I completed the pelvic exam and helped the young woman out of the stirrups and into a sitting position. She then asked me to invite her mother in to discuss the plan. Dutifully, I escorted my patient’s mother and little daughter into the exam room. The walk down the hall seemed to take an eternity. Once in the room, the patient’s daughter climbed into her arms. The little girl’s braided hair fell about her face as she fumbled with her mother’s breast. Patiently, the young woman repositioned the child and directed her own gaze toward her mother. Tears welled up in the older woman’s eyes as her daughter said she wanted a termination. “She can’t handle another child,” the patient’s mother said. “We can’t handle another child.” I sensed in her a conflict between her personal grief and a visceral instinct to protect her daughter.
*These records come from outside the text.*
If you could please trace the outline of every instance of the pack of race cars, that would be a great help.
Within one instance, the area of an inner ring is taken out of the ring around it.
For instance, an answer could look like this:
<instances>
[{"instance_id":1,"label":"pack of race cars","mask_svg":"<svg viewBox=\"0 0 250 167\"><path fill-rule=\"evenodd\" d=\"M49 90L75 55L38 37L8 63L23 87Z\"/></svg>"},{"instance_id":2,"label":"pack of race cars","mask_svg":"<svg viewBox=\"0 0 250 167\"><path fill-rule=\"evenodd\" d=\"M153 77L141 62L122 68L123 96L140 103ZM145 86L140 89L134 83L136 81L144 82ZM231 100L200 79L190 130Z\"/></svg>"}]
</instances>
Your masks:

In the end, both of them seemed resolute about the decision.
I treated the sexually transmitted disease and made a referral to an ob-gyn group rather than to an abortion clinic. I knew the group could provide obstetrical care as well as an abortion. What the patient and that provider eventually decided to do would be beyond my control. But if I delayed the referral or refused to make it, I feared the young woman would pursue a medically dangerous procedure or ultimately seek a late-term abortion. I wrestled with my conscience about not counseling her more strongly against an abortion, but on that particular day I was not able to make a further argument. I sensed in her vulnerability and weary desperation a depth of suffering that made my arguments seem pale.
I ended our encounter by telling the young woman that I hoped she would eventually come to know that she was loved, and that she would come to experience that knowledge in her life. I recalled a talk I had once heard by Cynthia Bourgereau, an Episcopal priest and contemplative, about how Christ harrowed hell by simply sitting there in love. I thought about the Gospels and the woman at the well, the demoniac possessed by Legion, the paralytic who was able to walk when Jesus had forgiven his sins, and the many lepers Jesus had healed and restored to their place in society. I thought that such love was probably the only thing that would save my patient, her children, and myself.